The San Francisco office was closed last Thursday, with all staff reportedly laid off. The news emerged via social media posts from general manager John Davison, content director Simon Cox, and news editor and former GamesIndustry.biz senior editor Rachel Weber.
Davison posted the following explanation on Facebook:
"It's taken a couple of days for this to properly sink in, but sadly on Thursday this week we closed the San Francisco Glixel.com office. I'm incredibly proud of what we achieved over the past year and a half. We set out to build something with a clear vision that covered games differently: by making it about people rather than just product.
"Thanks to the Herculean efforts of Simon Cox, Miguel Lopez, Rachel Weber, Paul Justin Encinas and Stacy Cohen along with our growing roster of incredibly talented writers, I think we really proved that there's huge potential in that. There has been some truly amazing stuff.
"What we started isn't going away, but the future of it will now continue from the Rolling Stone office in New York without us."
A similar Facebook post from Cox added: "Sadly Rolling Stone couldn't make a remote office in SF work for them and struggled to give us the support and attention we needed to really grow. No harm, no foul."
Glixel had been in operation for just over a year, if you include the weekly newsletters that preceded the site's actual launch in October 2016. Rolling Stone publisher Wenner Media brought in Davison and Cox for their decades of experience at countless games outlets, including Electronic Gaming Monthly, IGN parent Ziff Davis and GameSpot.

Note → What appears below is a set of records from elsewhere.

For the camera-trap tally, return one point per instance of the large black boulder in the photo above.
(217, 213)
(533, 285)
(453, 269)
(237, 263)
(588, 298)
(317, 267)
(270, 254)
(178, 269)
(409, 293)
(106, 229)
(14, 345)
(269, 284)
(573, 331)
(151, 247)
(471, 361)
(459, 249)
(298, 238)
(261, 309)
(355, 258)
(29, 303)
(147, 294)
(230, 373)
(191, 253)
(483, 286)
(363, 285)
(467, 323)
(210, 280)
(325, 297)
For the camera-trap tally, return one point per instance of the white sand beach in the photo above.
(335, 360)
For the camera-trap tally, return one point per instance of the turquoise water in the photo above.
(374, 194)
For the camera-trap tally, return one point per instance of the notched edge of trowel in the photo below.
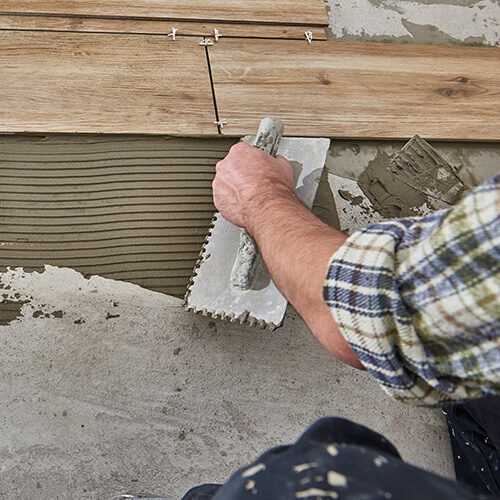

Games media has been a challenging space for several years now, with consumer attention increasingly shifting towards YouTubers, Twitch streamers and other influencers, as well as publishers and platform holders creating their own direct-to-consumer channels through social media and video. Many sites have opted to expand the breadth of their coverage to include films, TV and other entertainment news - a trend Glixel avoided following.
With the bulk of the editorial team gone, it will be interesting to see if Wenner Media continues to run Glixel with the roster of freelancers it has gathered over the past year, or whether it will expand the New York team in order to grow the site.